No estamos en guerra. De momento, al menos. Pero la guerra se nos ha metido hasta en el más oscuro rincón de la casa. Nunca habíamos presenciado una con el verismo con que estamos contemplando ésta a través de unos medios audiovisuales que nos secuestran la mirada sin dejarnos apartarla de sus pantallas. Y no está mal que así sea. Porque, aunque no estemos en guerra, sentimos la de Ucrania como nuestra. Nadie puede mirar con indiferencia tanto edificio devastado y tanta gente espantada huyendo de su patria como los que nuestros ojos ven a todas horas en las arrasadas ciudades ucranianas. La evidencia, además, de que se trata de una barbarie gratuita, caprichosa, arbitraria e injusta, producto de la ambición expansionista de un tirano sin escrúpulos, la convierte en una «causa» con la que como vecinos, europeos y seres humanos no podemos dejar de simpatizar e identificarnos. Sólo con esto, Putin habrá perdido la guerra, aunque la gane. Se llevará consigo el odio eterno de la nación por él sojuzgada. Otro personaje más a sumar al montón de desechos que acumula la Historia. Nunca podrá acudir, sin sonrojarse, a ningún foro que haga de la civilización enseña. Ni él ni el país que representa. Mientras no se deshaga del déspota, la Federación Rusa tendrá marcado en su logo, como Caín en la frente, el estigma de la ignominia.

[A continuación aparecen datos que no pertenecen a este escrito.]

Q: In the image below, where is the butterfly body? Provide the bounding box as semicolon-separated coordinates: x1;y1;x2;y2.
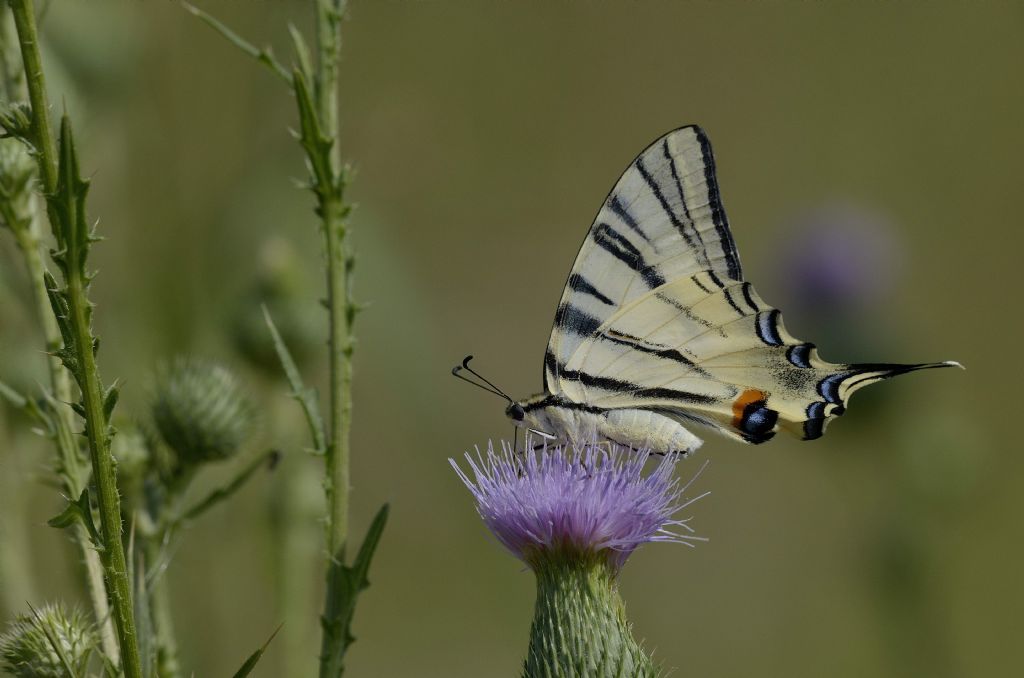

Pero no es mi función en esta columna extenderme en desahogos personales, por muy compartidos que sean por multitud de ciudadanos. He ahí la primera reflexión objetiva. Pues no se precisan encuestas para percibir la unánime repugnancia que ha causado en el mundo el infame proceder del tirano ruso. Inventándose amenazas a la seguridad de su país que nadie -y menos los ucranianos- representa, se ha permitido, invadiendo a una nación hermana, poner en alarmante riesgo la seguridad de todo su entorno y del orbe entero. No sorprenden, al respecto, las reacciones de rechazo y exclusión que se han producido en organismos que suelen resistirse a compromisos radicales. Ámbitos tan distintos como el del arte, el deporte y la empresa se han apresurado a romper todo contacto con quien juzgan un apestado que contamina cuanto con él se roza. La política, tan a su aire de ordinario, no ha ido esta vez a la zaga. Por el contrario, fue significativo el abrumador voto de repulsa que el comportamiento ruso cosechó en foro tan poco dado a adhesiones emocionales como el Plenario de la Organización de Naciones Unidas, que había sido ya escenario de la estampida que provocó la intervención del Ministro de Exteriores de la Federación Rusa.
Aquí, en nuestro entorno más cercano, tanto la Unión Europea como el Estado español, en sus instituciones ejecutiva y representativa, han reaccionado con la firmeza, si bien no con la premura, que la gravedad de la situación requiere. La UE, a rastras, en los primeros momentos, del protagonismo de Estados Unidos, ha tomado, por fin, el liderazgo con actuaciones a la altura del conflicto, asumiendo los adversos efectos que de ellas se derivarán en el orden económico y político. No podía ser de otro modo. La invasión de la vecina Ucrania, cuya motivación tiene que ver con el europeísmo de este nuevo país legítimamente desgajado de la extinta Unión Soviética, constituye una amenaza para la propia seguridad europea. Sólo cuando la Federación Rusa se retire a sus fronteras, podrá tratarse y acordarse la mejor solución a los problemas de seguridad mutua que los cambios geopolíticos han planteado y aún quedan pendientes.
En nuestro país, la acertada, aunque tardía, decisión de implicarse en la defensa activa de la soberanía y la gente de Ucrania, aparte de implicar riesgos comunes al resto de la Unión, ha puesto al descubierto la fragilidad de la alianza gubernamental, causándole una doble división, primero, entre los dos socios y, luego, en el seno del menor. Urge, pues, explorar uniones más sólidas y acordes con los tiempos de volatilidad que hoy corren por Europa y el mundo. Para ello se precisan voluntades decididas que se atrevan a superar el anquilosamiento que amenaza con paralizar la política por la supremacía que la sobreideologización ejerce sobre el pragmatismo versátil que la nueva modernidad social y geopolítica pide. «Desperté del sueño dogmático», dijo Kant tras leer a Hume. A nosotros habrá de despertarnos esa realidad compleja y voluble que no se deja encerrar en rotundas burbujas ideológicas, sino que exige, como aconsejara Ortega, la humildad de «ir a las cosas» o, mejor aún, a la gente.